A paulista Clara Magalhães, 31 anos, é uma espécie de salvadora de brasileiros que tentam fugir da guerra. Morando na Alemanha e diante dos apelos desesperados de quem está retido no interior do território em conflito, a brasileira decidiu deixar Leipzig de carro e rumar para a Ucrânia. Na fronteira com a Polônia, em Medyka, onde GZH está, ela ingressou no país em conflito.
— O carro estava vazio. Então, alguém me perguntou: "Posso colocar isso aqui pra você levar para o outro lado?" Eu falei: "Bota, bota!". Encheu o carro. E, mesmo com o carro cheio, ainda fiquei com a culpa de não ter enchido mais. Poderia ter levado água embaixo dos bancos, porque é dolorido quando uma mãe vem com a criança e pergunta: "Você tem água?" Eu só tinha quatro garrafinhas pequenas. As pessoas falavam: "Você tem meia?" Não tinha. Eu tinha fraldas... mas acabou — conta Clara.
Logo ao ultrapassar a fronteira ucraniana, ela foi confrontada com um cenário de desespero de centenas de milhares de pessoas tentando sair em direção à Polônia.
— Uma vez que você entra, não tem mais como sair. A fila tem 40 quilômetros de carros — diz.
Muita gente desiste no caminho e tenta retornar a Lviv, a maior cidade da região, distante 80 quilômetros da fronteira polonesa.
— Coloquei um papelão com a bandeira do Brasil no vidro. Estava dirigindo e gritando: "Brasileiros, América Latina!".
Ela buscava um grupo de três brasileiros que estava em um posto de combustíveis. Ela havia recebido a localização por meio de mensagens de um deles.
— Fui no ponto, não tinha mais internet, fazia duas horas que ela tinha me mandado mensagem e não tinha nada. Dei carona para um nigeriano e uma ucraniana, e disse olha: só posso trazer vocês até aqui porque estou procurando os brasileiros. Na hora que parei, uma menina ouviu: "Brasileiros?" Eu disse: "Sou brasileira, eu estou procurando brasileiros".
Foi quando ela os encontrou. Tratam-se de Edson Fernando, Talles Brenner e Jessika Ariani, que se juntaram à ucraniana Aleksandra e ao nigeriano Don Caleb.
— Nisso, eu já tinha a ucraniana e o nigeriano no carro e não tinha como colocar eles pra fora. Perguntei: "Tudo bem se vocês se esmagarem no carro?" Se vocês se esmagarem, a gente vai embora juntos — conta.
Todos aceitaram. O grupo então percorreu 210 quilômetros até a fronteira com a Eslováquia, na tentativa de sair. Não foi permitido o ingresso. Decidiram, então, rumar para a Hungria.

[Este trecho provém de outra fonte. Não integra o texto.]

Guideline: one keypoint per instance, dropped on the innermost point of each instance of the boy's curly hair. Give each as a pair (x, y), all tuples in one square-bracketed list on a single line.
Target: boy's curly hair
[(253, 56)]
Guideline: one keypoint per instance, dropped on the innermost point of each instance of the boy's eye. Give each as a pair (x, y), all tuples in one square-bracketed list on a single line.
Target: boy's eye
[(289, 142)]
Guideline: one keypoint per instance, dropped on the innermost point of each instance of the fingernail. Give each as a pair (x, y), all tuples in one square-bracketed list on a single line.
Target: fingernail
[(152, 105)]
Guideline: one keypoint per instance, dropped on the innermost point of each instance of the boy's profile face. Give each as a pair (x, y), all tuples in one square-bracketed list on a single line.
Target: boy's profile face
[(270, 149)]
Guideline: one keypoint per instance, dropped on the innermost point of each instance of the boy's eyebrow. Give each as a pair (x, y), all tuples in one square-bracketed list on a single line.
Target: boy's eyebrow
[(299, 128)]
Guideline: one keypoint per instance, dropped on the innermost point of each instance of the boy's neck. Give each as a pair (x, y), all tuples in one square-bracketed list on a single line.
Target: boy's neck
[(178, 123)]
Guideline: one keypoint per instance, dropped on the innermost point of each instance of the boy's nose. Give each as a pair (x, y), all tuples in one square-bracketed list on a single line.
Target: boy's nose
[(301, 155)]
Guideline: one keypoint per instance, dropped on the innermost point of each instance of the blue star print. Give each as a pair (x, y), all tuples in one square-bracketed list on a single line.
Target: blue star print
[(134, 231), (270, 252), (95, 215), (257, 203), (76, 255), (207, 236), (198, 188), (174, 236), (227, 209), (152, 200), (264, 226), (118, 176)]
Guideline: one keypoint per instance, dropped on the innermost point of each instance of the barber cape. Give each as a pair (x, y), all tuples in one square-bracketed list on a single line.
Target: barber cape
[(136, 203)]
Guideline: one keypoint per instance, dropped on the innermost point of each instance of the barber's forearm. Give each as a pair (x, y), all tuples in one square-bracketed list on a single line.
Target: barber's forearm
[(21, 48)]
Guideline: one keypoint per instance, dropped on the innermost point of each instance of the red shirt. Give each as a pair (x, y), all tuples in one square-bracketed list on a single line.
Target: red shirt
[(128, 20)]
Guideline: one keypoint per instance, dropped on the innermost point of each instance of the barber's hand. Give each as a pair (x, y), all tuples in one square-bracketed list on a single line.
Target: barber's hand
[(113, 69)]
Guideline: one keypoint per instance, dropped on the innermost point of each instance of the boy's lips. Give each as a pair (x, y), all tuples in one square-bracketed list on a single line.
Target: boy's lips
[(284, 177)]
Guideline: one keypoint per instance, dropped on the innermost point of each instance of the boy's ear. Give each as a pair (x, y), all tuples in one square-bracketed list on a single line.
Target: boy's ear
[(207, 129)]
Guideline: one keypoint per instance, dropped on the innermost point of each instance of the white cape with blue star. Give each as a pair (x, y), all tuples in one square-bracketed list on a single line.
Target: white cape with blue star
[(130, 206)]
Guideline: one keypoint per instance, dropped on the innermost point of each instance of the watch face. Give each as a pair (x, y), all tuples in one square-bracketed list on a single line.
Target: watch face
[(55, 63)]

— Se não der nessa fronteira, a gente vai para a próxima. Se não der, vamos pra Romênia, Moldávia. Se não der certo na Moldávia, a gente abandona o carro e vai a nado — lembra.
Até a Hungria, o grupo levou 16 horas para percorrer dois quilômetros. Foi onde conseguiram deixar o território em conflito.
— A gente parou pela primeira vez desde sexta em algum lugar — contou ela a GZH na manhã desta segunda-feira (28). — Desde sexta, só durmo dentro do carro, quando durmo — diz Clara.
A brasileira faz MBA e dois estágios na Alemanha. Além disso, mantém uma empresa de ensino jurídico no Brasil.